Le respect de ces recommandations fera l’objet de contrôles sur le terrain. En cas de mise en danger de la santé des travailleurs, les autorités avertissent les employeurs que des procédures pénales pourront même être ouvertes à leur encontre. 

En-dehors de cette plage horaire de 14h à 17h, l’ensemble des mesures de prévention prévues par la législation sur la protection de la santé au travail reste en vigueur, notamment l’adaptation des horaires, l’organisation de pauses régulières, la mise à disposition d’eau potable, de zones d’ombre et de moyens permettant de limiter les contraintes liées à la chaleur.

 

La balle est dans le camp des entreprises

En parallèle, le SPT demande aux maîtres d’ouvrage, aux communes et à toutes les entités publiques et parapubliques de faire preuve de souplesse dans la gestion des délais d’exécution des travaux, et les encourage à renoncer aux pénalités de retard lorsque le travail a été interrompu pour protéger la santé des travailleurs. Le Canton invite de plus les communes à autoriser une anticipation du début du travail dès 5h30 du matin, en faisant appel à la compréhension de la population à ce sujet.

Secrétaire régional d’Unia Valais, Blaise Carron salue la mise en place de ce dispositif. «Ce qui est particulièrement intéressant, c’est qu’en reposant sur l’indice WBGT, il se base sur des critères objectifs. Et que le maillage fin des sondes permet l’application de mesures différenciées en fonction des conditions climatiques dans chaque région. Maintenant, c’est aux entreprises de prendre leurs responsabilités. Si elles suivent les recommandations, il n’y aura pas d’obligation d’arrêt du travail. La balle est dans leur camp.» Le syndicaliste prévient qu’Unia va sillonner le territoire cantonal pour effectuer des contrôles.

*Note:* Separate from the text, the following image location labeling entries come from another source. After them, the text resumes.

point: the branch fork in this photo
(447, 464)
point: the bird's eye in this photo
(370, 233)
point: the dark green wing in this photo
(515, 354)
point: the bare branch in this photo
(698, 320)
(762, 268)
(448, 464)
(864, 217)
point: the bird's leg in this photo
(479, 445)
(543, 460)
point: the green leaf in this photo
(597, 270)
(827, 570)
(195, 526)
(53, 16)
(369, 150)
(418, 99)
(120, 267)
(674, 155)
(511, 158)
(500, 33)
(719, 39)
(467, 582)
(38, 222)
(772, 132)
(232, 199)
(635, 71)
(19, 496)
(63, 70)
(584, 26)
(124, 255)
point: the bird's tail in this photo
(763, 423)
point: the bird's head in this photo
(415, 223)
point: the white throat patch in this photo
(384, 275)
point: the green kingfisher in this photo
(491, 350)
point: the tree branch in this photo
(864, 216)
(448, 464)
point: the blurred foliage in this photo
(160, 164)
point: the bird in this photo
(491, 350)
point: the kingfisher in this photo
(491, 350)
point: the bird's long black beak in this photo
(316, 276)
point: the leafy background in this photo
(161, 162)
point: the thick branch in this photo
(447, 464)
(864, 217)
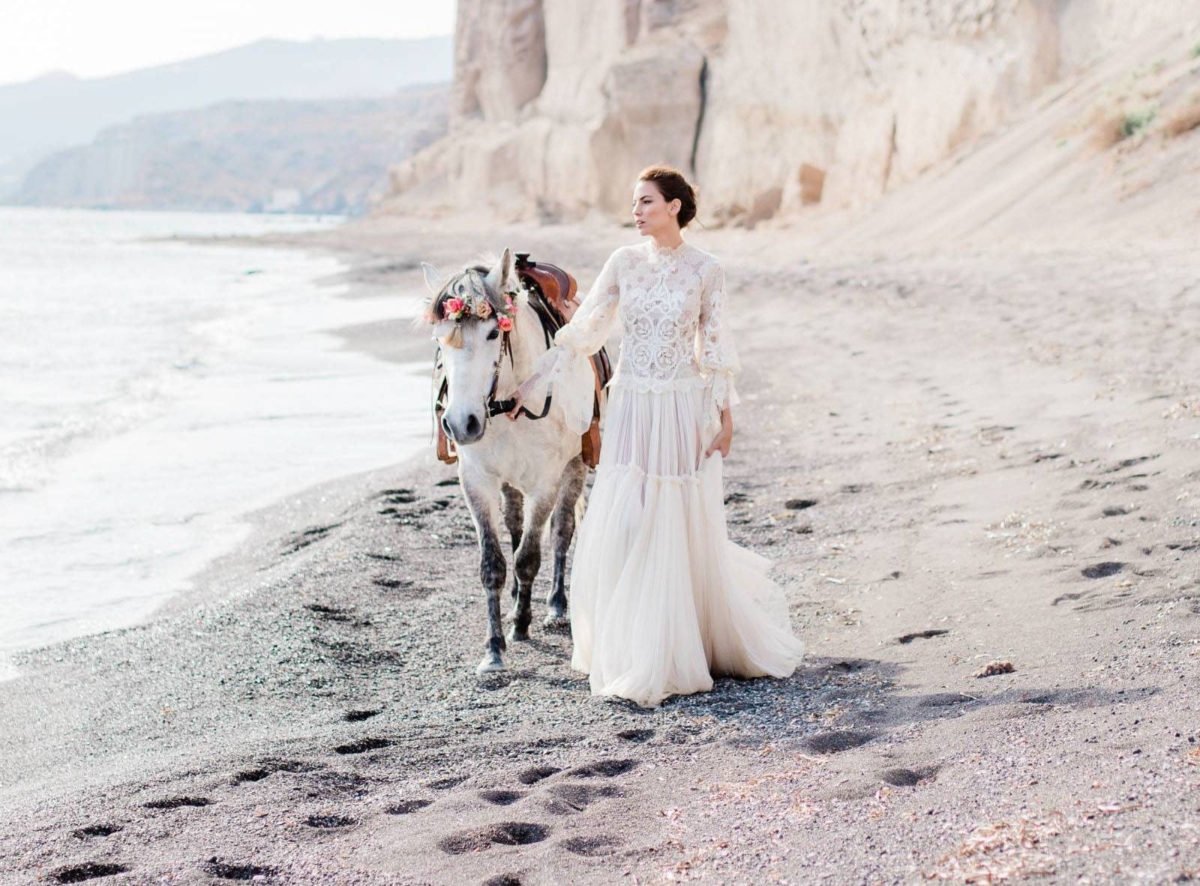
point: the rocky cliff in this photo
(771, 106)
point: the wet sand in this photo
(953, 460)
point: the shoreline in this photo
(945, 474)
(195, 585)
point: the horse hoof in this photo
(491, 664)
(557, 621)
(519, 635)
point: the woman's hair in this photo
(675, 187)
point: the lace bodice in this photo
(671, 304)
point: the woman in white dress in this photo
(661, 600)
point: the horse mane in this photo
(475, 274)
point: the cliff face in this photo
(771, 106)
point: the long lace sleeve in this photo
(565, 369)
(715, 353)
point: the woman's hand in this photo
(519, 397)
(724, 437)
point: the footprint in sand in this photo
(330, 614)
(507, 833)
(838, 741)
(303, 539)
(532, 776)
(921, 635)
(361, 746)
(1102, 570)
(946, 700)
(214, 867)
(95, 831)
(177, 802)
(406, 807)
(604, 768)
(569, 798)
(91, 870)
(903, 777)
(592, 846)
(636, 736)
(444, 784)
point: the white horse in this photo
(525, 472)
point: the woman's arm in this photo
(718, 360)
(565, 366)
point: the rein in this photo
(498, 407)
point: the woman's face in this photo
(652, 214)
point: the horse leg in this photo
(527, 562)
(562, 530)
(514, 514)
(481, 501)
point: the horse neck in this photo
(528, 342)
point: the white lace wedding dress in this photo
(660, 598)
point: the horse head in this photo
(471, 315)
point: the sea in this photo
(154, 390)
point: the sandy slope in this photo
(978, 435)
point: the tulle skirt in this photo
(661, 600)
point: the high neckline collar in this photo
(667, 251)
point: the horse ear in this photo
(499, 276)
(432, 277)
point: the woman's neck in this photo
(669, 240)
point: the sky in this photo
(100, 37)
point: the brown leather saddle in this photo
(553, 295)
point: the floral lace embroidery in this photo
(671, 307)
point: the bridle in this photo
(497, 407)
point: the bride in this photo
(661, 599)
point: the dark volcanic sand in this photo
(983, 439)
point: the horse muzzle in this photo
(465, 430)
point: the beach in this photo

Les syndicats genevois interpellent le Conseil d’Etat

A Genève, les entreprises ont intérêt à avoir l’œil rivé en permanence sur les communiqués du Canton, car les ordres et contre-ordres se suivent à un rythme soutenu! Ainsi, après avoir annoncé le vendredi 10 juillet que l’arrêt à 13h des travaux exposés au soleil - déjà décrété quelques jours à la fin de juin - serait à nouveau obligatoire dès le lundi 13 juillet, l’Office cantonal de l’inspection et des relations du travail (OCIRT) change d’avis ce même lundi. A la mi-journée, face au ciel nuageux, il décide de suspendre la mesure… laquelle est pourtant remise en vigueur le lendemain matin, mais seulement jusqu’à la fin de la journée de mardi, étant donné les prévisions météorologiques optimistes pour le reste de la semaine. Une chatte y perdrait ses petits!

Ce micmac ne fait cependant pas perdre le nord aux syndicats Unia, SIT et Syna, qui, via un communiqué de presse, ont interpellé la conseillère d’Etat genevoise chargée de l’Economie, Delphine Bachmann, pour lui demander de ressortir du tiroir le dossier du fonds intempéries. Un projet que les partenaires sociaux lui ont présenté il y a plus de deux ans et qui vise à indemniser les travailleurs lors d’interruptions du travail causées par des conditions climatiques extrêmes. Car les employeurs disposent de deux jours de carence pour chaque période d’un mois, ce qui se solde par des pertes de revenus pour les salariés. Sans compter les employés temporaires qui, eux, ne touchent rien du tout pendant toute la durée des interruptions.

Selon une étude, ce fonds coûterait entre 6 et 12 millions de francs par an. Montant qui devrait être à la charge de l’Etat et, si besoin, du patronat, estiment les syndicats. Ils regrettent que le dossier se soit enlisé sous prétexte que les caisses sont vides, et appellent le Conseil d’Etat à faire preuve de courage face à la multiplication des épisodes de chaleur extrême. Ils n’excluent pas de lancer une initiative populaire, s’ils n’obtiennent pas de «réponse satisfaisante à leurs revendications légitimes».